Maroon t-shirt with the words Anger Is an Energy

anger makes me a modern grl

I do not know when I first became angry. It was probably the first time someone told me that I couldn’t do something because I was born a girl, or that I should like some things and not others because of my gender. Those messages were certainly received early on, and I was never a typical girl.

I do recall the last time I was angry—now, as I write this. 

And I am aware that my energy and drive are directly connected to my inner fire, which is fueled by my anger. Anger is an energy, it is my energy, it is my fuel. It is my primary motivation.

I can’t count the times I’ve been overcome with depression, fatigue, illness, chronic pain, cancer treatments, etc., that I’ve pushed myself up out of my sickbed by drawing upon my deep well of anger. I won’t be this.  I won’t take this any longer. I won’t let this happen. I will do this my goddamn self.

But where does it come from and why is it always there?

It may simply be a spark generated from the clash of encountering the world from my perspective, the flint of my brain on the steel of reality. A gift of my wiring. Anger is a gift that I embrace.

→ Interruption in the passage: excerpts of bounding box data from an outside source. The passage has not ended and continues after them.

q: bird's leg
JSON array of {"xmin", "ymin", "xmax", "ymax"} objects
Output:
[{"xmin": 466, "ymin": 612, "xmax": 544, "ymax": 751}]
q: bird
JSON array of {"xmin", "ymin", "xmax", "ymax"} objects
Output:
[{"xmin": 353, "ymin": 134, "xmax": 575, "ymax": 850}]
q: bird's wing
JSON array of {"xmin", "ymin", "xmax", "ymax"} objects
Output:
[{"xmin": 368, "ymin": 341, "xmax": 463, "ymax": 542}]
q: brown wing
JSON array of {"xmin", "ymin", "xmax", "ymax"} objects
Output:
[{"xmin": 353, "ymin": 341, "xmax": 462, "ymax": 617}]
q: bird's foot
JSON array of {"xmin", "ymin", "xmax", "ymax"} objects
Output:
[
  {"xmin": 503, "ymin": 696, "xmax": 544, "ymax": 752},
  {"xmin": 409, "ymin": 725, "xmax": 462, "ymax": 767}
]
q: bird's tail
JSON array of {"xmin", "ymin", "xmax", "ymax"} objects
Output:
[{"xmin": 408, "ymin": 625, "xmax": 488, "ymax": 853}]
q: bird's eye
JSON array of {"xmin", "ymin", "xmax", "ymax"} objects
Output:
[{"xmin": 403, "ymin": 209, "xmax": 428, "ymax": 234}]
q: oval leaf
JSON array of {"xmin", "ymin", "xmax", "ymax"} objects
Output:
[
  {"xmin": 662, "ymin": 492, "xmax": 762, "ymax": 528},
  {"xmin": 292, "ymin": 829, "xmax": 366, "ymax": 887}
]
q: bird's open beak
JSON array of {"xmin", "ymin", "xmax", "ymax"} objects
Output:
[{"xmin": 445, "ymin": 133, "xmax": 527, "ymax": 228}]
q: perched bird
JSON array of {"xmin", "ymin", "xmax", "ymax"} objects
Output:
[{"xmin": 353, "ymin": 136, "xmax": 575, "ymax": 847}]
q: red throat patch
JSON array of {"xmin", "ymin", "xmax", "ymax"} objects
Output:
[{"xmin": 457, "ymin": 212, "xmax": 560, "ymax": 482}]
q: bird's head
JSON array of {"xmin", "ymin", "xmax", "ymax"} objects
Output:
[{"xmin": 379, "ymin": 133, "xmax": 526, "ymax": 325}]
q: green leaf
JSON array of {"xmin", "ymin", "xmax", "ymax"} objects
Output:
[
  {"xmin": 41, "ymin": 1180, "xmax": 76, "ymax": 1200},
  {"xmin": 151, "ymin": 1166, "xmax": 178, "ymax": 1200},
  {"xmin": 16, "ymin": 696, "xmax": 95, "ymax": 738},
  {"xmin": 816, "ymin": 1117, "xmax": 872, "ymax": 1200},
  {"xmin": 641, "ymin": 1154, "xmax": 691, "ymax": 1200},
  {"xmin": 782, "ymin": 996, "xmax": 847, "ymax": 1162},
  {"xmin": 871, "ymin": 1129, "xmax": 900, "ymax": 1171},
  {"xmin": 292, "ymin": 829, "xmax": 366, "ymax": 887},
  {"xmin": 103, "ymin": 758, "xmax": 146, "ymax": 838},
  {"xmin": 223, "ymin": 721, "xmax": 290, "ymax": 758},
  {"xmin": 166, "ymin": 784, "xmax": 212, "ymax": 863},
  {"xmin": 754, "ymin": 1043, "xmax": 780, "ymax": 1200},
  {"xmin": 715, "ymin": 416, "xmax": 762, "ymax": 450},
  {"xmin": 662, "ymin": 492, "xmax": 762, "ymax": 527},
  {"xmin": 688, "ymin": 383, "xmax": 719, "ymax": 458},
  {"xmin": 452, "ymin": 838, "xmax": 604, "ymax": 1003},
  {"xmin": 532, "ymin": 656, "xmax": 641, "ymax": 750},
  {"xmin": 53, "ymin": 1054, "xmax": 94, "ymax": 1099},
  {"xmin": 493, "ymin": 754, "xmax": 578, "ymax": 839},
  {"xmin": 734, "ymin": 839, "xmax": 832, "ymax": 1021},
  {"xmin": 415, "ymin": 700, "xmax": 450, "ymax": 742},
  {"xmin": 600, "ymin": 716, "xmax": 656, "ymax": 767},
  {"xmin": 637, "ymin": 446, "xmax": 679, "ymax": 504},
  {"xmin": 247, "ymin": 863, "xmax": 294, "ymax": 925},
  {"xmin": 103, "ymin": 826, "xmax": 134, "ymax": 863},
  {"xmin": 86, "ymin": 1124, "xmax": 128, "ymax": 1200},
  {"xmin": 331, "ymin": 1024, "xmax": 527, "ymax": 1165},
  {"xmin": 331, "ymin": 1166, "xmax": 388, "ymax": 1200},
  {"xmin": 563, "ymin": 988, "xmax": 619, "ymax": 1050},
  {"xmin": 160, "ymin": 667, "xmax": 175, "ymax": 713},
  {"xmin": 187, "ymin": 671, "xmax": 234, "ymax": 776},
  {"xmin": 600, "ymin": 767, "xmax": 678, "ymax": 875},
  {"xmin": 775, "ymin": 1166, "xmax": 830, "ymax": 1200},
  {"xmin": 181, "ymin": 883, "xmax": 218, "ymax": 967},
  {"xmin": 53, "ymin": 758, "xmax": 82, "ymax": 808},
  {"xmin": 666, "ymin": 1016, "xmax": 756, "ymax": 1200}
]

I inherited a sharp tongue from the previous generation of my family, and a deep meanness from some hillbilly ancestor or other. That meanness probably kept them alive too. I’ve learned over time and experience to choose my battles more carefully, and to be mindful of my smart mouth. The meanness I have learned to tease apart from the anger, so that my flame is not contaminated by an urge to do harm or an impulse to not give a shit about my future actions and how they impact my community.

A little meanness is good to keep on hand, though.

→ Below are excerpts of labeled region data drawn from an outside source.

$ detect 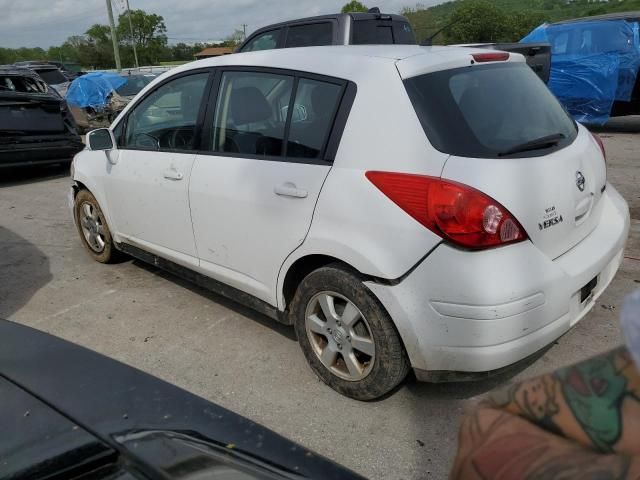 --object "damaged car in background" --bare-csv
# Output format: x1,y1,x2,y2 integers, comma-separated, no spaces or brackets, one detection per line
67,72,157,132
0,67,84,167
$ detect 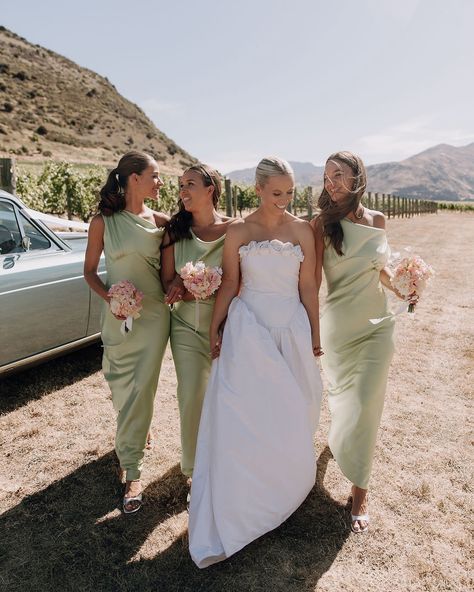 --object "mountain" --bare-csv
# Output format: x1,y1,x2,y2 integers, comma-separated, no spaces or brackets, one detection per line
227,143,474,201
0,27,196,174
367,143,474,201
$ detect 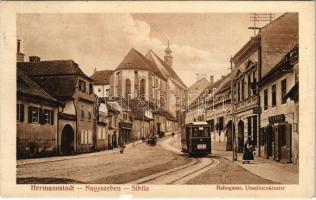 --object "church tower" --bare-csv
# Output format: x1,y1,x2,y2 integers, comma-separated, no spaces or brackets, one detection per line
164,40,173,67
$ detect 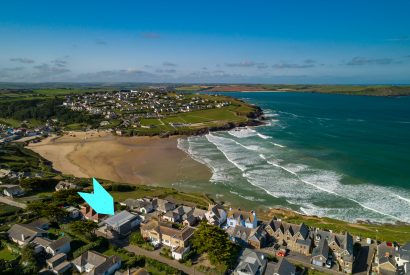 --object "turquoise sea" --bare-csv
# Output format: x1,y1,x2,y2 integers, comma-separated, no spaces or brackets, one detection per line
176,92,410,223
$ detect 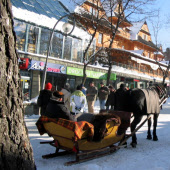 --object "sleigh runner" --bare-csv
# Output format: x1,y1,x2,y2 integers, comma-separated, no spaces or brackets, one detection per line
36,111,131,165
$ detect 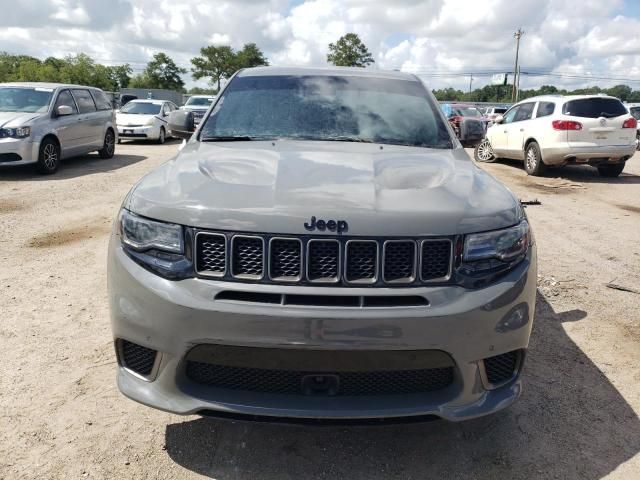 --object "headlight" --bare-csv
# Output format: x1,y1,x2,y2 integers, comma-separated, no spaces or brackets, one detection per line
120,210,184,253
0,127,31,138
462,220,529,262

The anger that’s left… I want to use that fire to light the lamp of my internal altar, so that it is always there, unburied, unhidden. I want to breathe fire when I speak, so that my working hands have trails of flame, so that my step sparks fire, so that my mind is a controlled explosion—and so that I do not burn up with it, or burn others with it. To use it to pull, but never to push.

So that I can keep my beloveds warm through the winters to come.